Мужики, пожалуй, сказали бы словечко, по бабы мешали им сосредоточиться — то и дело намекали, что Милка и Кехайов, видно, поженятся. До прихода сюда они видели, как Андон и Милка ранними ноябрьскими сумерками вошли в дом Йорданы, как споткнулись на пороге, хотя порог не высокий. Бабы решили, что эта пара ослепла от любви. Через час Андон и Милка вышли из дома, легко перешагнув через порог, сбежали с крыльца. «Правы бабы», — думали мужики, глядя, как Милка и Андон поднимаются на сцену почти в одном ритме, с небольшой разницей, которая через малое время наверняка сотрется. Мужики сказали себе, что на белом свете загадок хоть отбавляй, как знать, Может, и сад будет жить.

Милка села между Керановым и Кехайовым. С ласками Андона к ней вернулась решимость спасти сад. Разговоры понемногу затихали в зале, сельчане понимали, что пришло время считать цыплят. Смотрели на освещенное лицо Милки, в котором не было укора. «Они услышат мое слово», — подумала она и начала перебирать в памяти истекшие годы. Ей хотелось слиться с муками сельчан и тем самым получить право судить их по справедливости. Ей не хотелось бы, чтоб они клялись в верности и ждали чуда, как делает человек, потерявший веру в себя. «Я хочу, чтобы они поняли меня, чтобы увидели полезность моей мысли». Под Керановым скрипнул стул. Грузный, рано поседевший, он не торопясь, расправив плечи, зашагал к трибуне под ярким светом. Она, глядя ему в спину, старалась угадать, бодр ли он или казалось уныл; ей, что он стал прежним Керановым, в то время как он расправил плечи усилием воли. Керанов считал, что еще рано подводить черту. По дороге на собрание он догнал на площади пару — Милку и Кехайова; они шли под руку. Он почувствовал тяжесть в ногах, но стоило ему пройти рядом с ними несколько метров, как шаг его стал легким, скользящим, будто он ступал по болоту. Он оперся локтем о трибуну и наставническим голосом попросил тишины.

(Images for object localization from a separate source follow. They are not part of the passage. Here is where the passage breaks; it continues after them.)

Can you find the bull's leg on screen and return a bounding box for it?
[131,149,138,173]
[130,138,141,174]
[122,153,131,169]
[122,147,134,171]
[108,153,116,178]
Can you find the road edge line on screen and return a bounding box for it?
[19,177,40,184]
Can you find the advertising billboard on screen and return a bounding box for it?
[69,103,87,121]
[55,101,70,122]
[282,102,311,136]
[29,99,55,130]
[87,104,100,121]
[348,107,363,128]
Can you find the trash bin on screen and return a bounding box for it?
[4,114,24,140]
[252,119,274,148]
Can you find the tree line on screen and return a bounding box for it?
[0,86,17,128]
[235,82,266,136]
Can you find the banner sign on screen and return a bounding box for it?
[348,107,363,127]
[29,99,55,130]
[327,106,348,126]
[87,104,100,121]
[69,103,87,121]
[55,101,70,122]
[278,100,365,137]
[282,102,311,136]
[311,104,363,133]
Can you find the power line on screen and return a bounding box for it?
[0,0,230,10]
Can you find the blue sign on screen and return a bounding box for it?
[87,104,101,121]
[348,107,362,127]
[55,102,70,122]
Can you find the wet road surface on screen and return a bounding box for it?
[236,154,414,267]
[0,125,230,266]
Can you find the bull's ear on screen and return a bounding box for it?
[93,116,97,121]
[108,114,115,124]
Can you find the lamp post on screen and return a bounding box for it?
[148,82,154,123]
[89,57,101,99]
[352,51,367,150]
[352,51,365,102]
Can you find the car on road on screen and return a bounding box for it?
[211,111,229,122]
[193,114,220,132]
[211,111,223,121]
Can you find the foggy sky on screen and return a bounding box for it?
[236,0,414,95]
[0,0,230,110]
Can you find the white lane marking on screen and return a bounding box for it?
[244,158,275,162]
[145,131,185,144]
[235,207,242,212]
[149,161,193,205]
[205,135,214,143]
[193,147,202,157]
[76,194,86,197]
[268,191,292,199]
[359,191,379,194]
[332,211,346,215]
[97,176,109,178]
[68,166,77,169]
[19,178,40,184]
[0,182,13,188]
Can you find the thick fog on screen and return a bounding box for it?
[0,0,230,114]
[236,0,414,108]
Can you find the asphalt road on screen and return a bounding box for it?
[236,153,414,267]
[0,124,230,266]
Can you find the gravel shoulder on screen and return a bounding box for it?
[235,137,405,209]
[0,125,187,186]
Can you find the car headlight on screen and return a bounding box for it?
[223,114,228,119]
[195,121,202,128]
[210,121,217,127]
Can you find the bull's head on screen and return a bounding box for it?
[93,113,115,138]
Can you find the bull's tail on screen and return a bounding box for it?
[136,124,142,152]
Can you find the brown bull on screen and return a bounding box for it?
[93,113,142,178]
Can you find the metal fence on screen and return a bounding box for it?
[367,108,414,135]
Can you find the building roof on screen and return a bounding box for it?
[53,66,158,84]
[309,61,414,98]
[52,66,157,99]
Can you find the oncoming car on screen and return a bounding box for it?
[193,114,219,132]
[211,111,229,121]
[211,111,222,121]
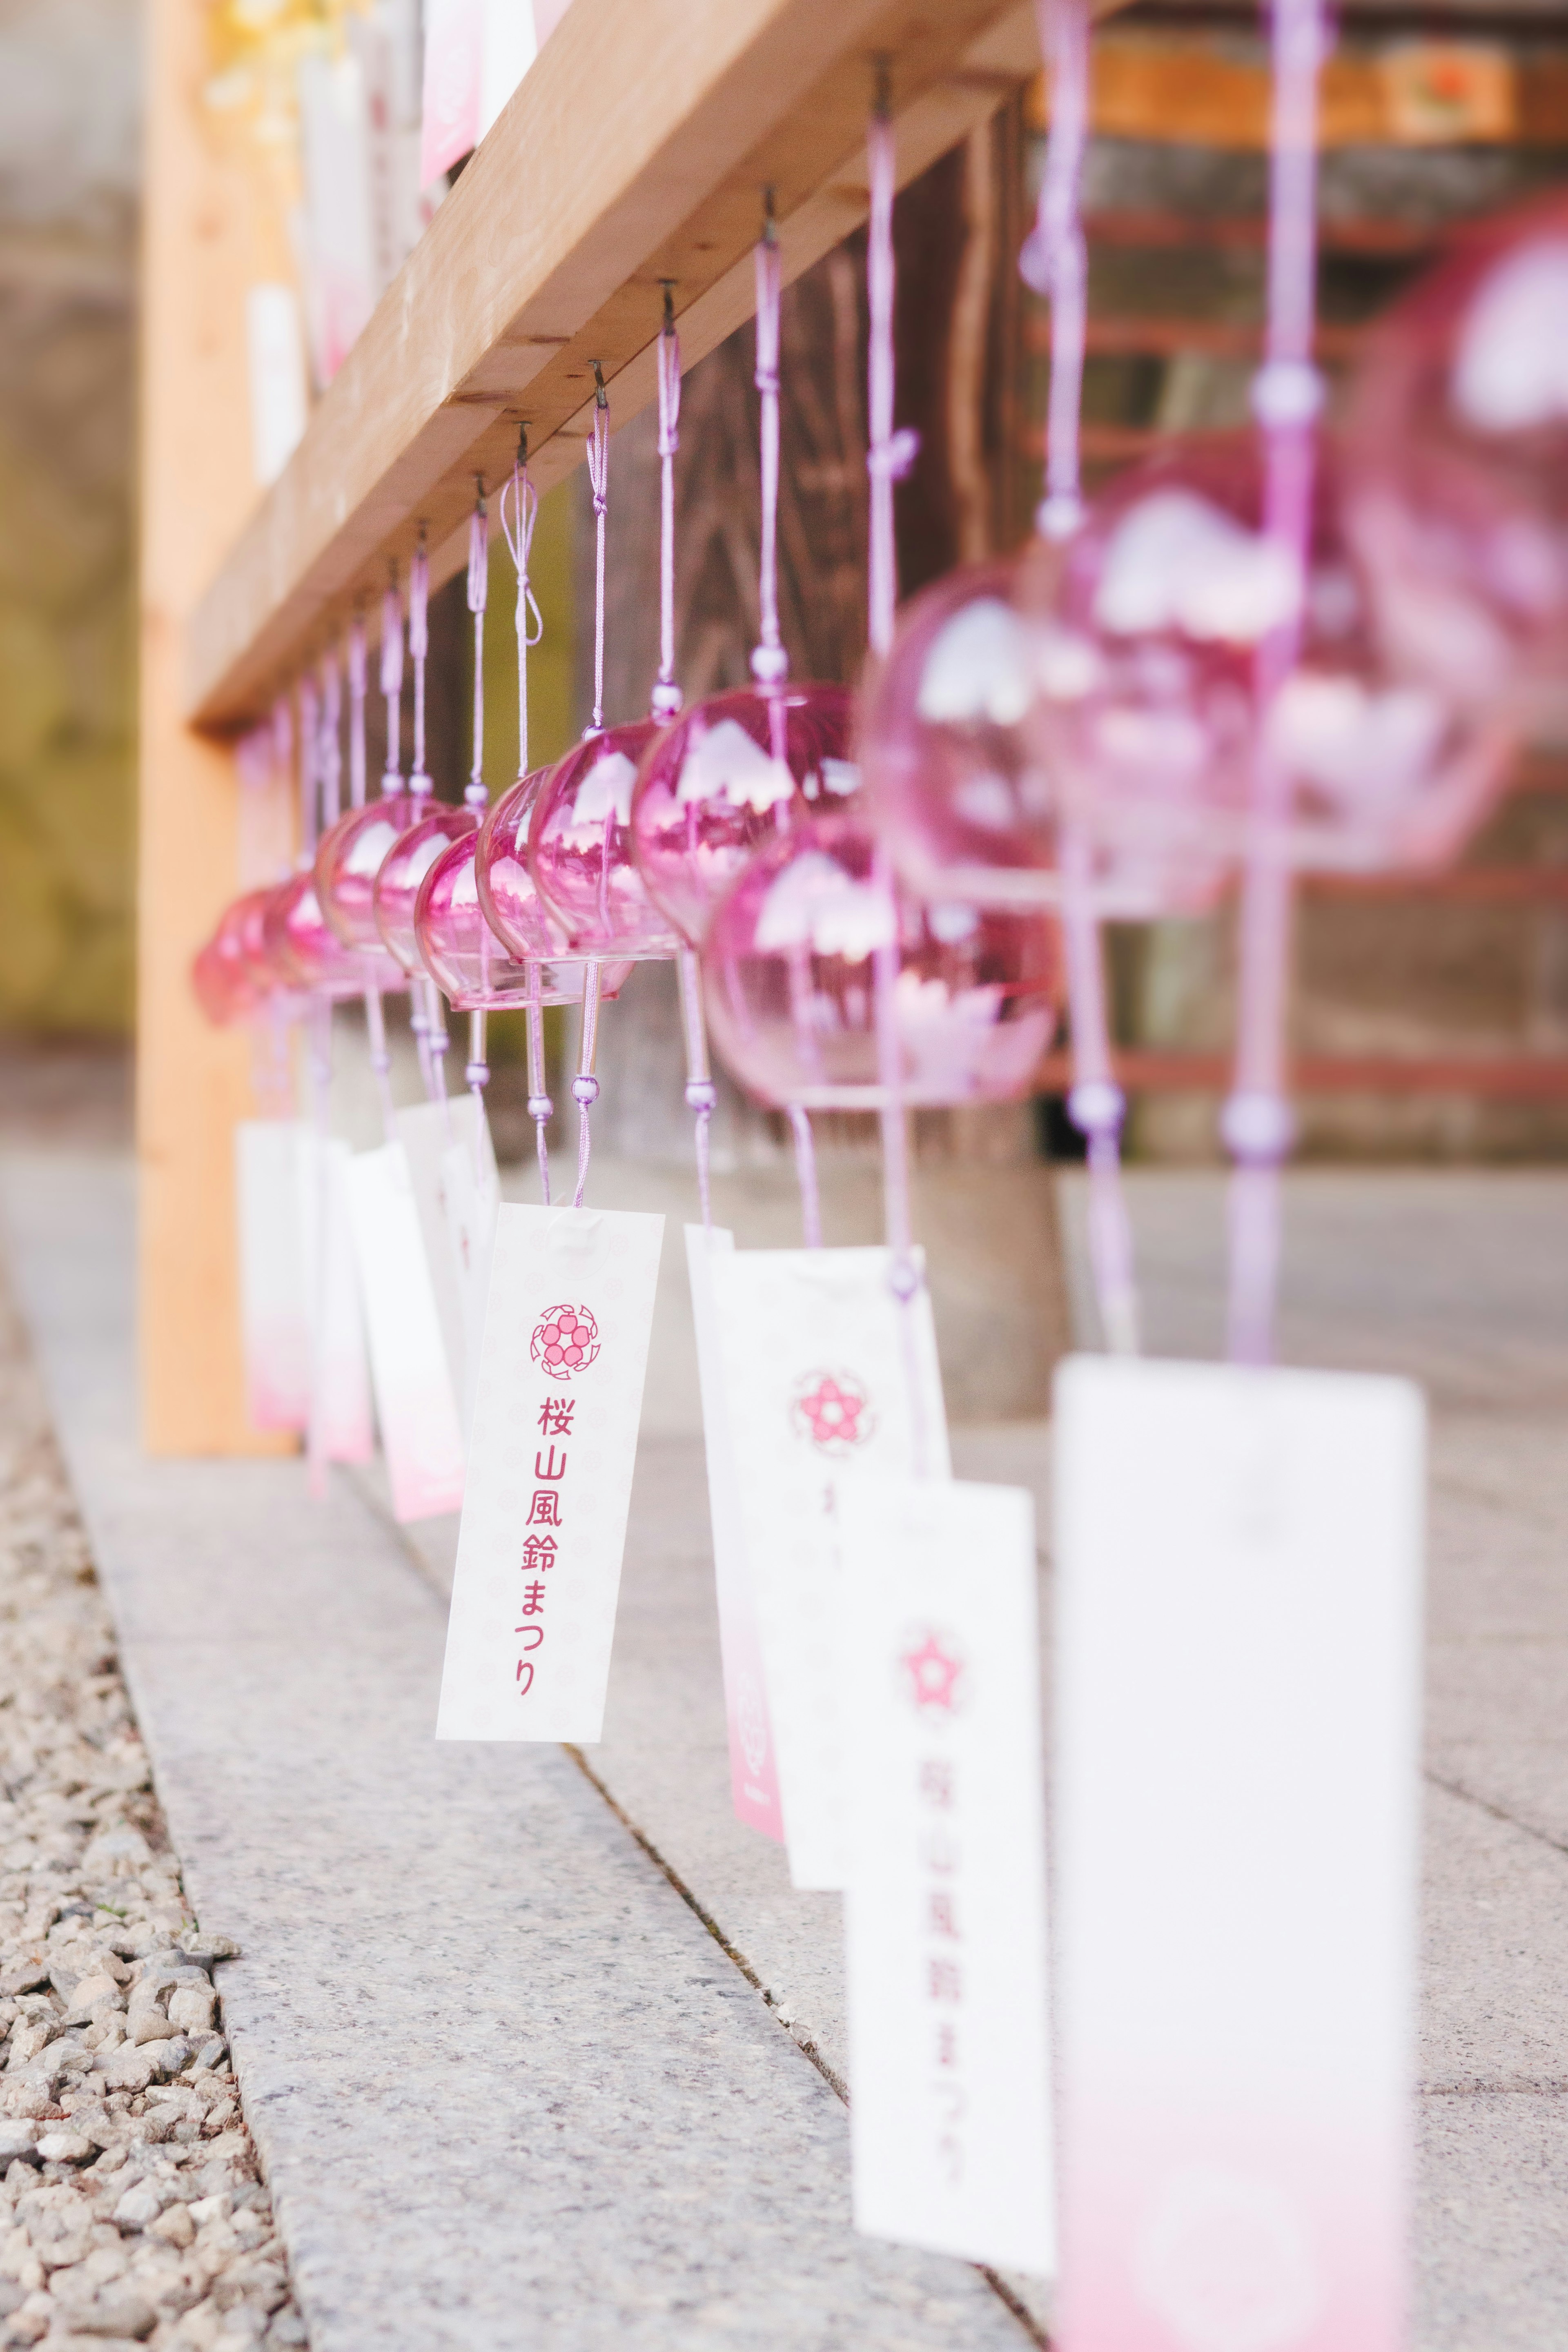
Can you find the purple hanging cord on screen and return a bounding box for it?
[410,535,452,1107]
[1029,0,1141,1357]
[461,484,495,1168]
[866,72,937,1474]
[1223,0,1326,1366]
[650,284,719,1232]
[341,623,396,1143]
[570,366,613,1200]
[295,668,333,1501]
[499,429,553,1203]
[750,200,825,1247]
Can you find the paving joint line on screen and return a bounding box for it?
[1425,1766,1568,1866]
[562,1749,1052,2350]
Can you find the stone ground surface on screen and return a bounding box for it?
[0,1124,1567,2348]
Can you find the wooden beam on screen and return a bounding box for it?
[185,0,1080,731]
[138,0,294,1456]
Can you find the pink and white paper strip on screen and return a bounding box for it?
[710,1245,950,1890]
[839,1475,1054,2275]
[685,1226,783,1843]
[236,1120,310,1434]
[1054,1355,1423,2352]
[344,1141,466,1522]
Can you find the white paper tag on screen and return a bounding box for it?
[711,1247,951,1890]
[303,1134,374,1466]
[839,1477,1054,2277]
[343,1142,466,1521]
[236,1120,310,1433]
[396,1098,471,1400]
[684,1227,783,1843]
[436,1202,664,1742]
[439,1114,501,1441]
[1053,1356,1424,2352]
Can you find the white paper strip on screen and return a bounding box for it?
[305,1135,374,1466]
[343,1142,466,1522]
[711,1246,950,1889]
[684,1227,783,1843]
[1054,1355,1424,2352]
[236,1120,310,1433]
[396,1097,470,1400]
[436,1202,664,1743]
[840,1476,1054,2276]
[439,1112,501,1441]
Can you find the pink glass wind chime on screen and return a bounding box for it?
[858,0,1137,1357]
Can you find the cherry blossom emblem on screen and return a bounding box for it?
[530,1303,601,1382]
[900,1628,966,1717]
[790,1369,874,1456]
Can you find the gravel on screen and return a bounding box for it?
[0,1278,304,2350]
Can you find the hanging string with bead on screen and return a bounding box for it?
[651,286,719,1232]
[572,371,610,1205]
[749,195,824,1247]
[1025,0,1140,1357]
[410,533,451,1102]
[1223,0,1326,1365]
[499,428,553,1202]
[865,68,933,1477]
[461,483,495,1160]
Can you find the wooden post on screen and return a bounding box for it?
[137,0,290,1455]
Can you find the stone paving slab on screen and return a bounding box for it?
[0,1154,1036,2352]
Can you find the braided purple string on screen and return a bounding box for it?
[1224,0,1326,1367]
[379,571,402,795]
[866,107,920,660]
[586,384,609,733]
[1026,0,1140,1354]
[347,617,368,810]
[409,538,431,791]
[572,962,602,1209]
[653,302,684,724]
[298,674,320,858]
[467,486,488,804]
[318,652,342,829]
[500,440,552,1199]
[751,226,789,688]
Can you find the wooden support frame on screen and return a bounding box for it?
[183,0,1100,730]
[145,0,1091,1450]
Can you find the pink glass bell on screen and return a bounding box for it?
[629,682,858,944]
[414,830,630,1011]
[314,794,425,980]
[858,559,1062,911]
[374,804,478,976]
[263,869,373,1000]
[702,814,1063,1110]
[476,767,576,961]
[527,722,684,959]
[192,892,272,1027]
[1031,430,1516,884]
[1344,189,1568,726]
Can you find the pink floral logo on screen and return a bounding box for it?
[790,1370,873,1455]
[530,1303,601,1382]
[900,1628,966,1717]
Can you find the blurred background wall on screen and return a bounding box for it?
[0,0,139,1035]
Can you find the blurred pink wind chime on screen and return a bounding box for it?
[316,554,454,1113]
[1023,0,1518,1364]
[696,106,1065,1290]
[857,3,1138,1356]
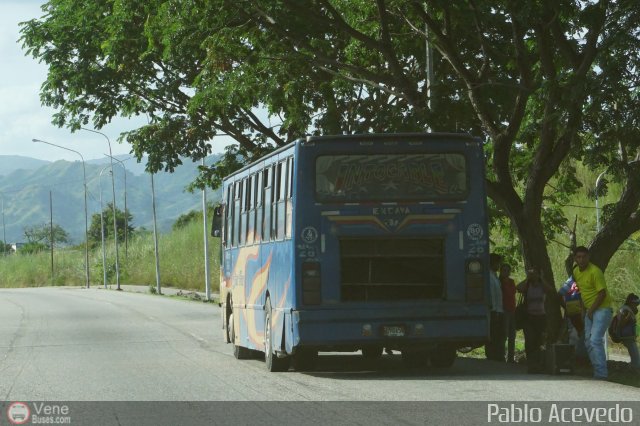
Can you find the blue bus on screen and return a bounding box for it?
[215,133,490,371]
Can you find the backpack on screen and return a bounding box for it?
[609,314,623,343]
[609,306,636,343]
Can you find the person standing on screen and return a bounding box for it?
[572,246,613,379]
[485,253,504,361]
[500,264,517,363]
[615,293,639,368]
[516,268,554,373]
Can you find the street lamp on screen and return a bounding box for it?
[99,165,111,289]
[202,158,211,301]
[32,138,90,289]
[81,128,120,290]
[150,172,161,295]
[104,154,130,259]
[0,193,6,255]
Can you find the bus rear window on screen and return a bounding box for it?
[315,154,468,202]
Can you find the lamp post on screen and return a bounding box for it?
[1,193,6,255]
[150,172,161,294]
[202,158,211,301]
[99,165,111,289]
[81,128,120,290]
[32,138,90,288]
[104,154,129,259]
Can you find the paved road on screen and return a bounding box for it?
[1,287,639,404]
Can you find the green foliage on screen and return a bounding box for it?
[0,241,11,254]
[172,210,200,231]
[20,242,48,255]
[23,223,70,248]
[88,203,134,248]
[172,204,216,231]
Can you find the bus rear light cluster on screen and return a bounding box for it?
[466,259,485,302]
[302,262,322,305]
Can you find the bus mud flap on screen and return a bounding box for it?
[284,312,294,354]
[271,309,286,355]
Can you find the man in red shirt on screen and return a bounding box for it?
[500,264,517,363]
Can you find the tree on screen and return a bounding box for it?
[88,203,134,248]
[20,2,640,304]
[0,240,11,254]
[23,223,70,248]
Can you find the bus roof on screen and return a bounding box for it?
[222,132,478,182]
[304,132,476,144]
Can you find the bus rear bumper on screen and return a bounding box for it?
[289,306,489,352]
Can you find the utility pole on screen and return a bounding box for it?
[202,158,211,301]
[151,172,161,294]
[50,190,54,285]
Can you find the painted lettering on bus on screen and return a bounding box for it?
[373,207,411,215]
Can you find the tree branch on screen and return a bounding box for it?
[410,2,501,139]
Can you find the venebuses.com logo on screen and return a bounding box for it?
[6,401,31,425]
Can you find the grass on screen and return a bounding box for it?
[0,218,220,292]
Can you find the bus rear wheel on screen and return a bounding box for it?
[264,298,290,372]
[224,298,232,343]
[229,311,252,360]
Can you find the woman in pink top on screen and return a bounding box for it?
[516,269,554,373]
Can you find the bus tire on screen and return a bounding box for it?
[361,347,383,360]
[431,347,457,368]
[229,311,252,360]
[292,348,318,371]
[264,298,290,372]
[224,296,232,343]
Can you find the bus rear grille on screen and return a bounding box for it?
[340,238,444,302]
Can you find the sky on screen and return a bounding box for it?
[0,1,230,163]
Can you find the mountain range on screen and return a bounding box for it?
[0,155,222,243]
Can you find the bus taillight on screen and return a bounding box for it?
[466,259,485,302]
[302,262,322,305]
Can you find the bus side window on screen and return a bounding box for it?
[233,181,242,247]
[272,162,281,240]
[246,175,254,245]
[271,164,278,240]
[211,205,223,237]
[255,171,263,243]
[285,157,293,239]
[223,185,232,246]
[239,178,247,247]
[276,160,286,240]
[263,168,272,241]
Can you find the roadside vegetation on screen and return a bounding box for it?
[0,209,220,292]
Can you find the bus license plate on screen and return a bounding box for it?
[382,326,405,337]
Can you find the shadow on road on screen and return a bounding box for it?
[284,353,573,381]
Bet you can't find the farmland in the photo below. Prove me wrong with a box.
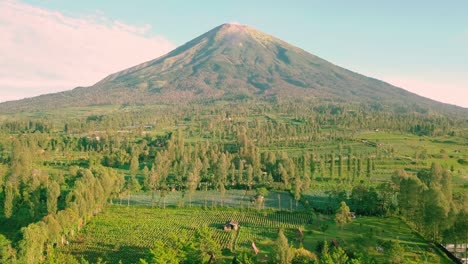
[61,205,453,263]
[0,101,466,263]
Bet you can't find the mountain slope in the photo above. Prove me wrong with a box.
[0,23,465,114]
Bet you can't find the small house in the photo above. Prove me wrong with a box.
[223,220,239,231]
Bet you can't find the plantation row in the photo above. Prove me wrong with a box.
[63,206,313,263]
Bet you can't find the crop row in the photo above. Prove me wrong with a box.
[63,206,313,263]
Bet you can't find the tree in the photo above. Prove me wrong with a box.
[4,182,16,218]
[125,174,141,206]
[376,182,396,216]
[443,210,468,258]
[335,201,352,229]
[141,166,150,190]
[423,185,449,241]
[43,247,80,264]
[141,231,196,264]
[130,152,139,178]
[294,174,302,208]
[0,235,15,263]
[329,154,335,180]
[331,246,349,264]
[384,240,405,264]
[148,167,160,206]
[154,151,171,184]
[187,158,201,207]
[278,164,290,188]
[246,164,254,190]
[272,229,293,264]
[302,154,311,190]
[319,157,326,180]
[319,241,334,264]
[47,181,61,214]
[141,240,179,264]
[217,153,229,187]
[194,226,221,263]
[19,222,47,264]
[229,162,237,186]
[238,161,244,186]
[338,154,343,180]
[398,176,424,223]
[233,251,256,264]
[346,153,352,180]
[292,248,317,264]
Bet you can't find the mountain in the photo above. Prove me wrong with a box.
[0,23,465,113]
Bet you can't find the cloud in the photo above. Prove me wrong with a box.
[0,0,175,102]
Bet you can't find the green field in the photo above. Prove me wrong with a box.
[1,100,466,264]
[62,205,453,264]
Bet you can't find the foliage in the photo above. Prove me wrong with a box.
[383,240,405,264]
[291,247,317,264]
[272,229,293,264]
[0,234,16,263]
[232,251,256,264]
[335,201,352,229]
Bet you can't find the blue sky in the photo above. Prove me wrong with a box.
[3,0,468,106]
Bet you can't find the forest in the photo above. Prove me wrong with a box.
[0,99,467,263]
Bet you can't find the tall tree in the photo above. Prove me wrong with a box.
[4,182,15,218]
[246,164,254,190]
[278,164,286,186]
[148,167,160,206]
[187,158,202,207]
[303,153,311,190]
[423,185,449,241]
[335,201,352,229]
[272,229,293,264]
[141,166,150,190]
[294,174,302,208]
[129,152,139,178]
[238,161,244,186]
[329,153,335,180]
[398,176,424,223]
[346,153,352,181]
[46,181,61,214]
[319,241,334,264]
[338,154,343,181]
[195,225,221,263]
[216,153,229,189]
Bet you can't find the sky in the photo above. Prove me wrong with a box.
[1,0,467,107]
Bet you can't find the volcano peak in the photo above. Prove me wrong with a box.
[0,23,464,116]
[214,23,256,36]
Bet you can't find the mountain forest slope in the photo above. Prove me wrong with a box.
[0,23,465,116]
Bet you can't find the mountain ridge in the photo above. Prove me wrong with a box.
[1,23,466,115]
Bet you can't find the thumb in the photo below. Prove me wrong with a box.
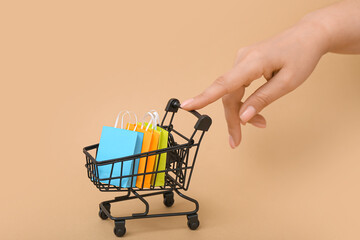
[239,69,296,123]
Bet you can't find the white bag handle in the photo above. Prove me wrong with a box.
[149,110,160,127]
[114,111,129,129]
[114,111,138,131]
[127,111,139,131]
[140,112,156,131]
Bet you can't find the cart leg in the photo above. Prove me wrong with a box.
[114,220,126,237]
[98,190,131,220]
[114,189,131,201]
[174,188,199,214]
[131,189,150,217]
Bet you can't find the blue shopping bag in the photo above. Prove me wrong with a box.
[96,112,144,188]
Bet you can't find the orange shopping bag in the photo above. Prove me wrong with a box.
[127,112,160,188]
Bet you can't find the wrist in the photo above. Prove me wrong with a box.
[297,12,333,56]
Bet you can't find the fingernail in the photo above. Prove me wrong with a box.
[240,106,256,123]
[181,98,194,108]
[229,135,236,149]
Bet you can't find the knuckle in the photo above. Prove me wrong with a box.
[254,91,271,107]
[245,48,263,61]
[214,76,230,94]
[279,72,297,91]
[215,75,226,85]
[241,64,263,86]
[236,47,247,57]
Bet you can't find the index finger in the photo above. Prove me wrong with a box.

— Сегодня вечером — сказал он, — сегодня вечером, пока не стихнет «мизерник», мы должны решить судьбу Яницы.

Он сел на старый стул возле трибуны. Львиная грива упала на лоб и закрыла его. Милка, еще не стряхнув с себя мыслей о прошлом, сделала несколько шагов к пустой трибуне. Потом со страшной быстротой заставила себя вернуться в настоящее, словно пролетела не тридцать, а двести лет, отдаляющих времена древних плугов от эпохи закаленной стали.

Она чувствовала себя дочерью этих людей. Они сделали ошибку, истощили сад, — тут она на минуту умолкла, понимая, что уличать других в грехах легко, нашла опору в укоризне себе самой и с новой отвагой продолжала: только мертвые не ошибаются, она не осуждает сельчан, может быть, то, что они сделали, было неизбежно, хотя они могли бы обойтись и без насилия на природой. Плодородие долговечнее, если не истощать землю и деревья. Человек, обремененный сверх сил, тоже рано ложится в землю, унося с собой нерожденные плоды… Ее слова падали в тишину, и Милка, стараясь угадать, какие семена она сеет — животворные или ядовитые, еще больше смягчила голос: зло есть зло, сделанного не вернешь, но еще можно получить право доблестно пройти под радугой, можно уже сейчас облегчить сад, пока не кончилось бабье лето, пока не заснули соки. При низкой обрезке деревья уцелеют. Они будут давать урожаи еще несколько лет, правда, небольшие, а там начнут плодоносить новые саженцы. Разве можно обрекать природу на гибель, а самим просить милостыню? Давайте сами выплатим свой долг! Ее голос одиноко кружил по залу.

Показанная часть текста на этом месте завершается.